Um solche Wörter beneidet uns die Welt: Wörter wie „Rindfleischkaufverdrüsse“, die (fast) nur im Deutschen möglich sind. Erfunden hat diesen Buchstabenwurm der Lyriker Carsten Stephan, der damit, wenn auch auf recht eigene Weise, die Grenzen des Sagbaren ein wenig erweiterte. Aber gerade deshalb schätzen und brauchen wir ja die Dichter: damit sie das passende Wort finden – und manchmal ist das einzig passende Wort eben ein grell deplatziertes, schräges, gewollt unpassendes.
Meist scheint das in Situationen der Fall, wie wir sie gerade erleben: Zeiten, da die Welt aus den Fugen ist. Zeiten, in denen es dem Menschen ergeht wie dem Computer. Wenn der abstürzt, werden die Programme nämlich anschließend erst mal im „abgesicherten Modus“ ausgeführt, und etwas Ähnliches erfahren wir derzeit auch: Unsere Gefühle laufen quasi im abgesicherten Modus, also wie unter Vorbehalt und mit eingeschränkter Funktion. Alles andere wäre ein Wunder, denn wenn über der halben Welt der Ausnahmezustand lastet wie eine Bleikuppel, wird niemand erwarten, dass die menschliche Emotionalität unberührt im Normalzustand verbleibt.

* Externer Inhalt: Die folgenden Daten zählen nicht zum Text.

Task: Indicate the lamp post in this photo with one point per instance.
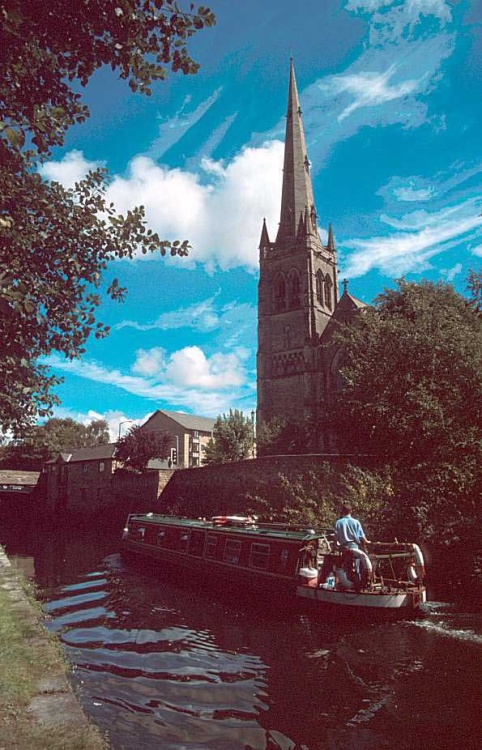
(254, 433)
(126, 421)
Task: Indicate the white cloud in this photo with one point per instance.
(185, 379)
(451, 273)
(221, 216)
(412, 8)
(421, 236)
(116, 421)
(410, 194)
(173, 129)
(233, 322)
(71, 169)
(150, 362)
(201, 316)
(370, 89)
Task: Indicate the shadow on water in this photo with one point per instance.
(172, 663)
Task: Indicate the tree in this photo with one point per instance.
(55, 243)
(139, 446)
(412, 397)
(233, 439)
(278, 437)
(413, 377)
(44, 442)
(475, 288)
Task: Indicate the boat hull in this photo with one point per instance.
(373, 600)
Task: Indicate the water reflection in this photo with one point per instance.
(164, 664)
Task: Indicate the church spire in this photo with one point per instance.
(264, 241)
(331, 240)
(297, 194)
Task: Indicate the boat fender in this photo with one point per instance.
(365, 561)
(419, 563)
(412, 574)
(343, 579)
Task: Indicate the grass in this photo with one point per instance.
(23, 663)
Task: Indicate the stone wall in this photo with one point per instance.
(223, 489)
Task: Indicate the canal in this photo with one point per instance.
(162, 663)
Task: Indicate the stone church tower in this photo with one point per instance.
(297, 292)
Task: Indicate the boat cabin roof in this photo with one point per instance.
(237, 524)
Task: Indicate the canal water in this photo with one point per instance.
(168, 664)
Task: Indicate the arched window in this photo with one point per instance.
(280, 292)
(319, 281)
(294, 288)
(328, 291)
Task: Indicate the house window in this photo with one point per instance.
(232, 551)
(328, 286)
(196, 544)
(161, 536)
(294, 289)
(283, 559)
(259, 555)
(319, 286)
(279, 293)
(211, 545)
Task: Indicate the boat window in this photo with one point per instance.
(211, 545)
(259, 555)
(161, 536)
(196, 544)
(232, 551)
(283, 559)
(184, 541)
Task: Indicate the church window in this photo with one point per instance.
(328, 289)
(319, 286)
(287, 337)
(294, 289)
(280, 293)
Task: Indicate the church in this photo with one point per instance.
(298, 301)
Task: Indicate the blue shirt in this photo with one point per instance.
(349, 532)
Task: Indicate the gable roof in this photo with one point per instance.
(91, 453)
(188, 421)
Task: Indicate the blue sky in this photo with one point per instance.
(391, 94)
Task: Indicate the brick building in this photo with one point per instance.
(80, 478)
(190, 435)
(298, 302)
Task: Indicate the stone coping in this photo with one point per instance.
(55, 702)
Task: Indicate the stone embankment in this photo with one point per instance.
(53, 704)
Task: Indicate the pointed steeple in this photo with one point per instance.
(264, 240)
(297, 193)
(331, 240)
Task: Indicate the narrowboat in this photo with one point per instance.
(306, 564)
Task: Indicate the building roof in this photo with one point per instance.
(188, 421)
(12, 476)
(91, 453)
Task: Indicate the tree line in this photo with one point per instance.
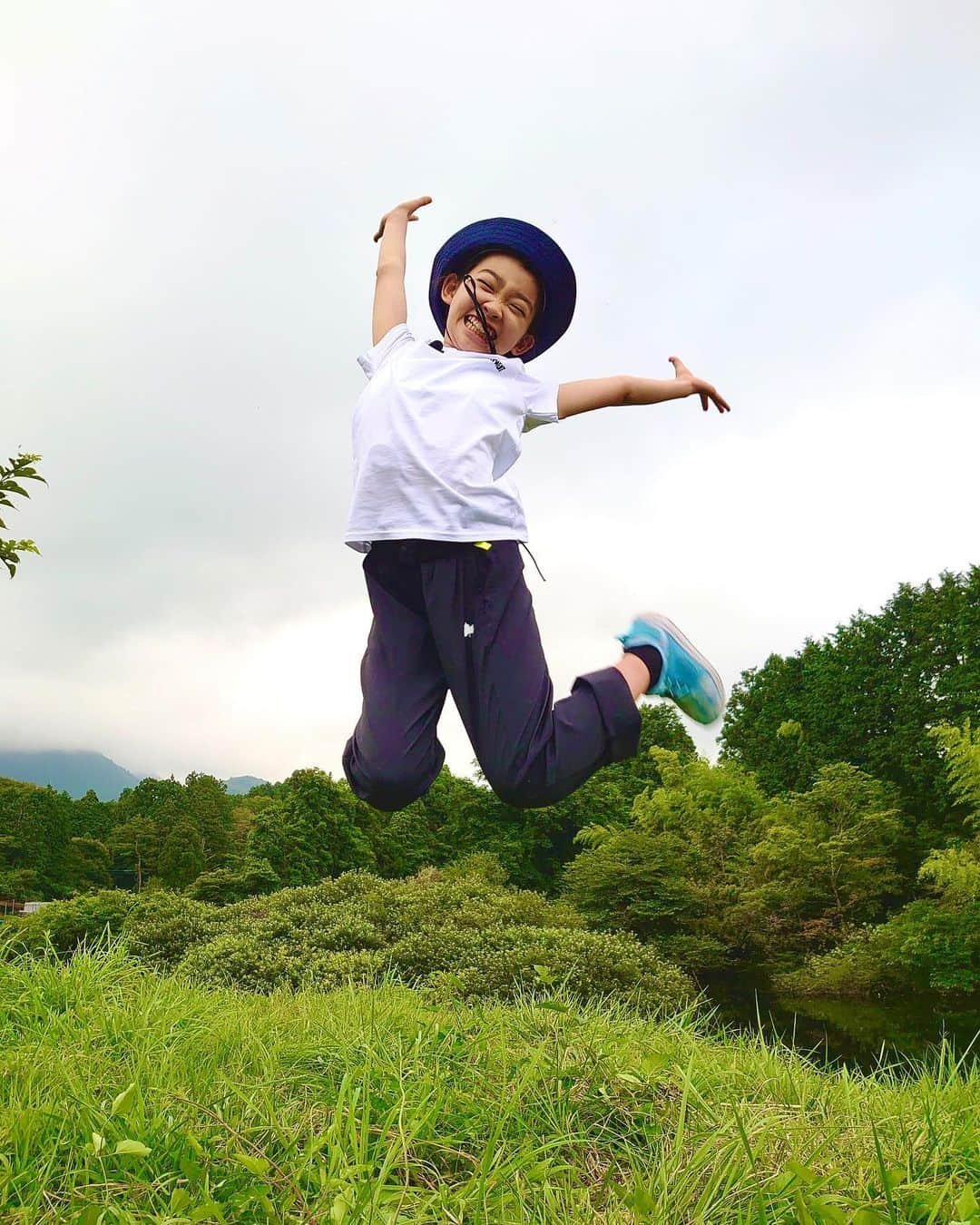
(847, 790)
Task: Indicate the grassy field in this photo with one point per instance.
(129, 1096)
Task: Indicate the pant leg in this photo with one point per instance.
(394, 756)
(532, 752)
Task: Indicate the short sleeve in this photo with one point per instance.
(394, 339)
(542, 402)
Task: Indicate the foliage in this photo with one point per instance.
(17, 468)
(836, 848)
(132, 1096)
(310, 830)
(868, 695)
(961, 750)
(462, 936)
(69, 924)
(672, 872)
(930, 945)
(34, 837)
(712, 872)
(255, 877)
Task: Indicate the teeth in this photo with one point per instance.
(475, 326)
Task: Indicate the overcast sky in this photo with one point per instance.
(783, 193)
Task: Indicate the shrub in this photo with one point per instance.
(462, 936)
(925, 947)
(164, 925)
(67, 924)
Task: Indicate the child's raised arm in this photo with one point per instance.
(389, 288)
(588, 394)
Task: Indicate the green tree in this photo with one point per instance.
(181, 858)
(210, 808)
(137, 843)
(18, 468)
(91, 818)
(34, 830)
(90, 861)
(868, 695)
(827, 859)
(671, 870)
(961, 751)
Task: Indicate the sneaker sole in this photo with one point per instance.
(668, 626)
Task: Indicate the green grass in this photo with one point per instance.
(381, 1105)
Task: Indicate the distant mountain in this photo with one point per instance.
(80, 772)
(75, 773)
(242, 783)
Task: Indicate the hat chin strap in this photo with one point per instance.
(471, 288)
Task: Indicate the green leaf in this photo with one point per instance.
(867, 1217)
(966, 1204)
(256, 1165)
(209, 1211)
(654, 1063)
(339, 1208)
(122, 1104)
(641, 1200)
(132, 1148)
(179, 1200)
(806, 1176)
(826, 1211)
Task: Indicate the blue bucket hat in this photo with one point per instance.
(533, 248)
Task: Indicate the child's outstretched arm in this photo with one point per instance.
(588, 394)
(389, 288)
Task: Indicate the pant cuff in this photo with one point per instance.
(618, 710)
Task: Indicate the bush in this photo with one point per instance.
(462, 936)
(71, 923)
(925, 947)
(164, 925)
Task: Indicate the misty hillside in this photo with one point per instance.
(83, 770)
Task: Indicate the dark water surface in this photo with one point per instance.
(861, 1034)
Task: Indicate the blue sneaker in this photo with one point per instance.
(686, 676)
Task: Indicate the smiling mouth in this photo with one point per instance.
(473, 325)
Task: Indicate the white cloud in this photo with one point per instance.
(781, 195)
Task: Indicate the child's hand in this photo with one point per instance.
(703, 389)
(408, 209)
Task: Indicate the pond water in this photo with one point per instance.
(861, 1034)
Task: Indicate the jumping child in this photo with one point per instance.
(435, 433)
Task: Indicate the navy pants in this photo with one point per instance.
(456, 618)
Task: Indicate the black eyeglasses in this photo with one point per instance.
(471, 287)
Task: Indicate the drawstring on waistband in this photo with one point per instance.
(532, 557)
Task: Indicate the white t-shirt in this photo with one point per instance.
(434, 434)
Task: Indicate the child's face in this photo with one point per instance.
(508, 296)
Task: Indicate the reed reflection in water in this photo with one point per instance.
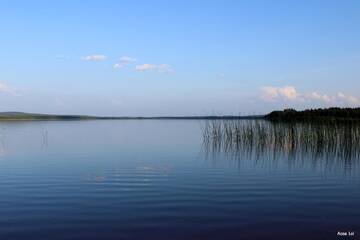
(330, 144)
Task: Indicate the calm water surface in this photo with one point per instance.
(144, 179)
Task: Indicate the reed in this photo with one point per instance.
(329, 141)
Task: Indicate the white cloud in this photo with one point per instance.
(124, 61)
(272, 93)
(289, 93)
(320, 97)
(348, 99)
(94, 57)
(6, 88)
(161, 68)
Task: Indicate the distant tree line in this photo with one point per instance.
(316, 114)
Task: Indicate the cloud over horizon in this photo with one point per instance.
(6, 88)
(290, 93)
(161, 68)
(124, 61)
(94, 57)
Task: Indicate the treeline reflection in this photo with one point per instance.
(328, 144)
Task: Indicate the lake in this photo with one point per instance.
(156, 179)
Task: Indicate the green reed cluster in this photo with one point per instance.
(331, 141)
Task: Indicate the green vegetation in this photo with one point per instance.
(333, 142)
(285, 115)
(20, 116)
(315, 114)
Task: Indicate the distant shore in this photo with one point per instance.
(284, 115)
(21, 116)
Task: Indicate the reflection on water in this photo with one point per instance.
(327, 145)
(146, 180)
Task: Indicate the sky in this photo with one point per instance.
(151, 58)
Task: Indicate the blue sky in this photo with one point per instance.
(178, 57)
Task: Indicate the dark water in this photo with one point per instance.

Insofern kann man auch über die jüngste Ausgabe der Jahresschrift „Das Gedicht“, in der sich Carsten Stephans Text mit den Rindfleischkaufverdrüssen findet, diesmal nur unter Vorbehalt sprechen. Denn die neue Nummer von Deutschlands bedeutendster Lyrik-Zeitschrift widmet sich unter dem Titel „Die Wiederentdeckung der Liebe“ einem der gefühlsträchtigsten Themen überhaupt. Trotzdem lässt sich zumindest so viel sagen: Im Normalfall, also wenn wir nicht unter einer Art Zauberbann stünden, müsste man dem neuen „Gedicht“ attestieren, eine hochkarätige Anthologie zu sein, die großes, lang anhaltendes und immer wiederkehrendes Lesevergnügen bereitet. Mehr noch, man müsste den rührigen, unermüdlichen und selbstlosen Herausgeber Anton G. Leitner aus Weßling rühmen dafür, dass ihm ein faszinierender, aufschlussreicher Querschnitt durch die deutschsprachige Liebesdichtung der Gegenwart gelungen ist – noch dazu unter erschwerten Umständen.
Denn all dies ist tatsächlich der Fall, bloß will sich momentan die Freude daran höchstens in gedämpfter Form einstellen. Weil es nämlich nicht nur kein richtiges Leben, sondern auch kein richtiges Lesen im falschen gibt – zumindest, was Liebesgedichte anlangt. Und bekanntlich geht ja auch bei vielen Tieren in Gefangenschaft der Paarungstrieb deutlich zurück…
Also handeln in der aktuellen Situation all die wunderbaren Texte aus dem neuen „Gedicht“ ungewollt nur in zweiter Linie von der Liebe. In erster Linie artikulieren sie für den jetzigen Leser die Diskrepanz zwischen dem, was sein sollte, und dem, was ist. Sie sind der permanente Fingerzeig auf jene hoffentlich nur vorläufig suspendierte Normalität, in der allein sie als das funktionieren, was sie eigentlich sind: Liebesgedichte eben.
Besorgen sollte man sich das neue „Gedicht“ auch deshalb unbedingt. Als Investition in eine Zukunft, in der dann tatsächlich die „Wiederentdeckung der Liebe“ stattfinden wird – und die Liebeslyriklesewonnen alle Rindfleischkaufverdrüsse aufwiegen.
Anton G. Leitner (Hrsg.):
„Das Gedicht. Band 28“. Anton G. Leitner Verlag, Weßling, 207 Seiten; 15 Euro.